The CRL CDP was set as follows.
- C:\Windows\system32\certsrv\certenroll<CAName><CRLNameSuffix><DeltaCRLAllowed>.crl
- ldap:///CN=<CATruncatedName><CRLNameSuffix>,CN=<ServerShortName>,CN=CDP,CN=Public Key Services,CN=Services,<ConfigurationContainer><CDPObjectClass>
- http:// pki.DomainC.com/CertEnroll/<CAName><CRLNameSuffix><DeltaCRLAllowed>.crl
And the AIA was set as follows.
- C:\Windows\system32\CertSrv\CertEnroll<ServerDNSName><CAName><CertificateName>.crt
- ldap:///CN=<CATruncatedName>,CN=AIA,CN=Public Key Services,CN=Services,<ConfigurationContainer><CAObjectClass>
- http:// pki.DomainC,com/CertEnroll/<ServerDNSName><CAName><CertificateName>.crt
DomainC is going to be retired soon and pki.DomainC.com is not accessible to all 5 domains. So, I need to update the CRL CDP and the AIA. My plan was to configure the Root CA Extensions as follows. CRL CDP
- C:\Windows\system32\certsrv\certenroll<CAName><CRLNameSuffix><DeltaCRLAllowed>.crl
- ldap:///CN=<CATruncatedName><CRLNameSuffix>,CN=<ServerShortName>,CN=CDP,CN=Public Key Services,CN=Services,<ConfigurationContainer><CDPObjectClass>
- http:// pki.DomainA.com/CertEnroll/<CAName><CRLNameSuffix><DeltaCRLAllowed>.crl
- http:// pki.DomainB.com/CertEnroll/<CAName><CRLNameSuffix><DeltaCRLAllowed>.crl
- http:// pki.DomainC.com/CertEnroll/<CAName><CRLNameSuffix><DeltaCRLAllowed>.crl
- http:// pki.DomainD.com/CertEnroll/<CAName><CRLNameSuffix><DeltaCRLAllowed>.crl
- http:// pki.DomainE.com/CertEnroll/<CAName><CRLNameSuffix><DeltaCRLAllowed>.crl
AIA
- C:\Windows\system32\CertSrv\CertEnroll<ServerDNSName><CAName><CertificateName>.crt
- ldap:///CN=<CATruncatedName>,CN=AIA,CN=Public Key Services,CN=Services,<ConfigurationContainer><CAObjectClass>
- http:// pki.DomainA.com/CertEnroll/<ServerDNSName><CAName><CertificateName>.crt
- http:// pki.DomainB.com /CertEnroll/<ServerDNSName><CAName><CertificateName>.crt
- http:// pki.DomainC.com /CertEnroll/<ServerDNSName><CAName><CertificateName>.crt
- http:// pki.DomainD.com /CertEnroll/<ServerDNSName><CAName><CertificateName>.crt
- http:// pki.DomainE.com /CertEnroll/<ServerDNSName><CAName><CertificateName>.crt
I also noticed that the CRL for every SubCA cert is pointing to only DomainC I expected that with the HTTP but not LDAP. My first assumption since the SubCA certs are a few years old is that someone changed the CRL CDP and AIA after those certs where issued. However, DomainE is a new domain with a new Intermediate CA server. The CRL CDP and AIA for the new SubCA cert is still using DomainC for its CRL CDP.
[1]CRL Distribution Point
Distribution Point Name:
Full Name:
URL=ldap:///CN=RootCA,CN=SA-CA,CN=CDP,CN=Public Key Services,CN=Services,CN=Configuration,DC=DomainC,DC=COM?certificateRevocationList?base?objectClass=cRLDistributionPoint (ldap:///CN=RootCA,CN=SA-CA,CN=CDP,CN=Public%20Key%20Services,CN=Services,CN=Configuration,DC=DomainC,DC=COM?certificateRevocationList?base?objectClass=cRLDistributionPoint)
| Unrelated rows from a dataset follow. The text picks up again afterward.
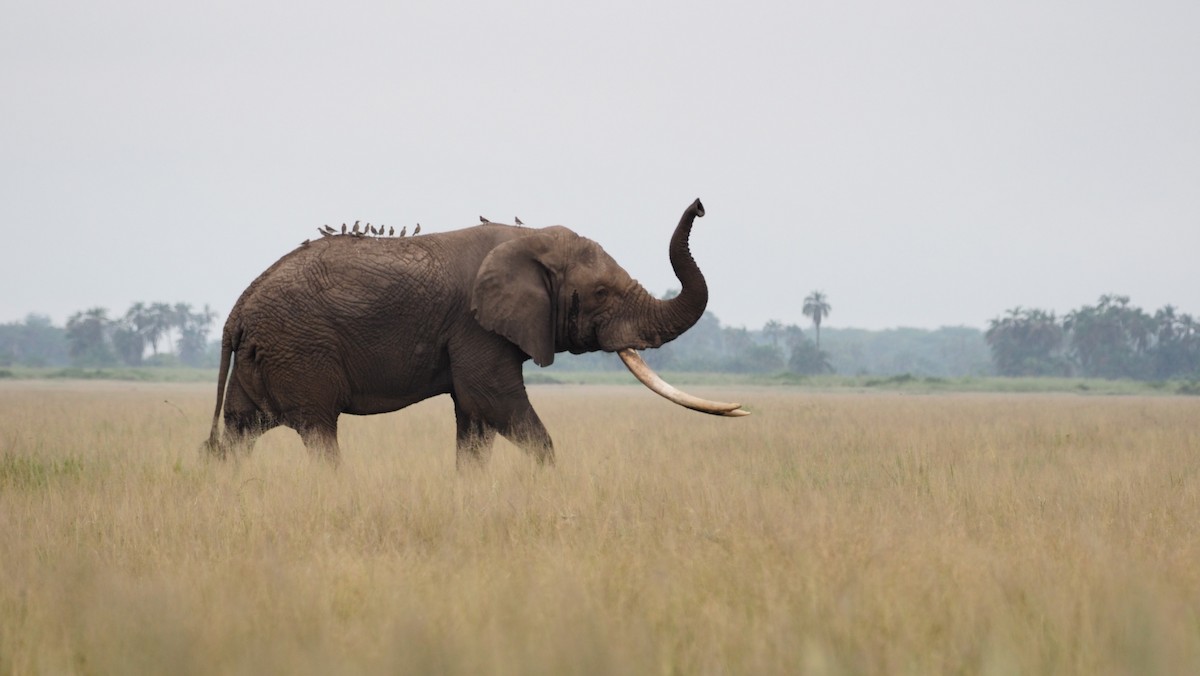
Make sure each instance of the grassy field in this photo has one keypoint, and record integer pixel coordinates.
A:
(827, 533)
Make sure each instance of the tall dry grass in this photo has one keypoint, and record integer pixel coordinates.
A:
(823, 534)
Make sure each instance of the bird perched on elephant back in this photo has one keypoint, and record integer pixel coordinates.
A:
(364, 325)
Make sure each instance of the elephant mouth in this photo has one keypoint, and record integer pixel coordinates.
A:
(642, 371)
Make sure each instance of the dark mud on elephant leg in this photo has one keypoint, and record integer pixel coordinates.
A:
(474, 438)
(244, 423)
(319, 436)
(526, 430)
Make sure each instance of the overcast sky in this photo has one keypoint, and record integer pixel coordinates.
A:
(924, 163)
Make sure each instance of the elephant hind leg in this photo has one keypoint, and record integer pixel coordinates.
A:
(319, 435)
(244, 423)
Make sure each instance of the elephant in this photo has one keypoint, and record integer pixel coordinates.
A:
(364, 325)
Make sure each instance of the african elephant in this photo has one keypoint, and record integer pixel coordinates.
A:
(363, 325)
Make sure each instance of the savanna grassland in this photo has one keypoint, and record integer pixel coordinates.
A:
(827, 533)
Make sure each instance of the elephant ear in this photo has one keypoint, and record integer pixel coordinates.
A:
(514, 293)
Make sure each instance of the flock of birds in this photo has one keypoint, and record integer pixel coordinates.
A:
(373, 231)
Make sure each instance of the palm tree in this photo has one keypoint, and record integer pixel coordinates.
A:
(816, 306)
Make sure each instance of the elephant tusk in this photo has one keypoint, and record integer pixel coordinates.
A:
(649, 378)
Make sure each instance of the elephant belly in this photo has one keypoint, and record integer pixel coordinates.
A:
(389, 389)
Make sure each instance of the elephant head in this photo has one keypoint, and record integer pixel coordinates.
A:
(556, 291)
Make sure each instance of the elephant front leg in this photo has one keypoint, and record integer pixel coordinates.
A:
(474, 438)
(513, 417)
(527, 431)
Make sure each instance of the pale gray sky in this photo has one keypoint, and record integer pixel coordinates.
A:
(924, 163)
URL=http:// pki.DomainC.com/CertEnroll/ RootCA.crl (http:// pki.DomainC/CertEnroll/RootCA.crl)
- Why is it that each SubCA’s cert CRL is pointing the ldap CRL to DomainC when the Root CA Extension CRL CDP is set generic (ldap:///CN=<CATruncatedName>,CN=AIA,CN=Public Key Services,CN=Services,<ConfigurationContainer><CAObjectClass>)?
- How do I configure the Root CA CRL CDP so that each domain can publish the CRL in AD?
- Should I even have an LDAP CRL CDP configured in the Offline Root CA’s Extensions? (I personally like to have at least 2 locations to publish the CRL)
- If I add CRL CDP and AIA to the Root CA extensions, will it be added to the cert if I renew the SubCA cert?
- I’m pretty sure I know the answer to this but…. If I renew the cert and DO NOT generate a new Public/Private pair the certificate chain stays intact, and I don’t need to reissue all certs issued by the Intermediate CAs?